FiveThirtyEight's The New Science of Hitting serves as a nice primer on how Statcast data is giving us a new glimpse into the game's inner workings. This notebook will serve as an example of how to re-create their analysis and work with Statcast data.
In [1]:
#imports
from pybaseball import statcast
import pandas as pd
import numpy as np
import matplotlib.pyplot as plt
import seaborn as sns
import warnings
warnings.filterwarnings('ignore')
%matplotlib inline
In [2]:
# collect Statcast data on all pitches from the months of May and June
data = statcast('2017-05-01', '2017-06-30')
print(data.shape)
In [3]:
data2 = data.dropna(subset=['launch_angle', 'launch_speed', 'estimated_ba_using_speedangle'])
In [4]:
data2.shape
Out[4]:
In [5]:
fig, ax = plt.subplots(figsize=(8, 8))
sns.despine(fig, left=True, bottom=True)
sns.scatterplot(x="launch_speed", y="launch_angle",
hue="estimated_ba_using_speedangle",
palette='viridis',
data=data2, ax=ax)
ax.set_title("Hit probability by Launch Angle and Exit Velocity");
As you can see, the "sweet spot" where these two metrics are just right for producing a hit is not a simple blob on the graph as one might expect! In fact, there seem to be two distinct patterns happening here. Let's take a look at this same chart for home runs only and see if those are responsible for the differing patterns.
In [6]:
data2['hr'] = data2.events=='home_run'
In [7]:
fig, ax = plt.subplots(figsize=(8, 8))
sns.despine(fig, left=True, bottom=True)
sns.scatterplot(x="launch_speed", y="launch_angle",
hue="hr",
palette='binary',
data=data2, ax=ax)
ax.set_title("Home Runs by Launch Angle and Exit Velocity");
So there you have it. From the two patterns observed when plotting hit probability against exit velocity and launch angle, the round cluster around 115mph speed and 30 degrees launch angle represents mostly home runs, while the other pattern observed is within-the-park hits.
Here we will look at a few metrics, but most importantly expected wOBA (weighted on base average), as they vary by hit speed.
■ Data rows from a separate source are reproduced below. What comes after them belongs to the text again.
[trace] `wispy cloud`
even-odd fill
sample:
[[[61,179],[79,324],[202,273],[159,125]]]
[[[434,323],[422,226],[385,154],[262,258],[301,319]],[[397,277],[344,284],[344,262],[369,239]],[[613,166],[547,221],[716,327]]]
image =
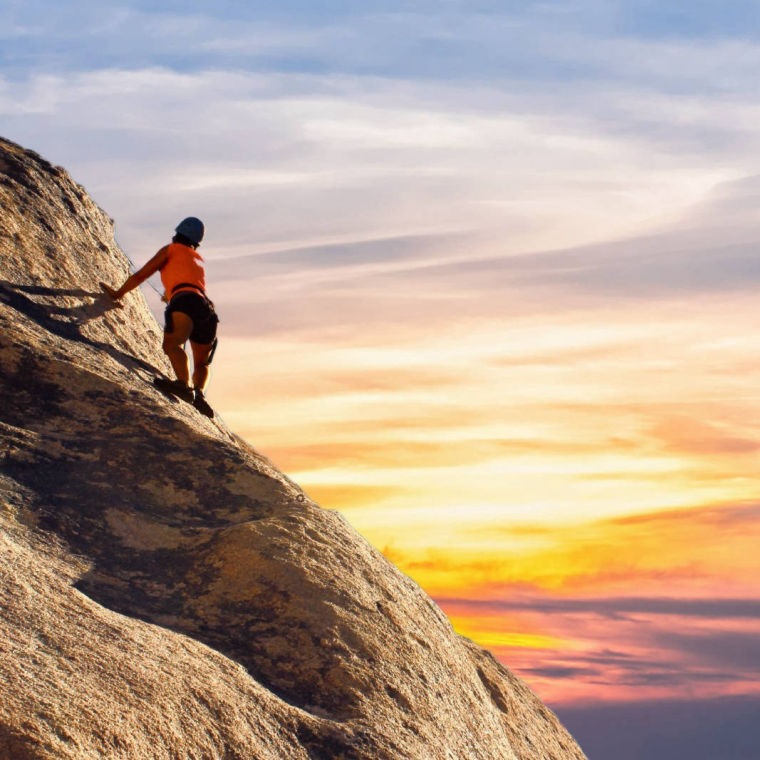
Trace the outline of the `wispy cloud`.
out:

First, let's break hit speed into five evenly spaced bins and see how a few variables look when broken down by exit velocity.
In [8]:
data2.groupby(pd.cut(data2.launch_speed, 6)).mean()
Out[8]:
There are definitely some patterns there. To take a closer look at the metric of interest, let's use a few more bins and graph the expected weighted on base average value of a hit against its exit velocity. This should give a rough answer as to whether it's always better to hit the ball harder.
In [9]:
groups = data2.groupby(pd.cut(data2.launch_speed, 30))
ax = groups['estimated_woba_using_speedangle'].mean().plot()
ax.set_xlabel('Launch Speed', fontsize=14)
ax.set_ylabel('Expected wOBA Value', fontsize=14);
So, while it's usually better to hit the ball harder, there is a slight downward "dip" in the graph. This most likely represents the fly ball zone, where the ball has been hit hard enogh to get past the infield and gain some air, but not hard enough to make it past the fences.
In general, however, this confirms the trend we would expect. Harder-hit balls tend to give batters more bases.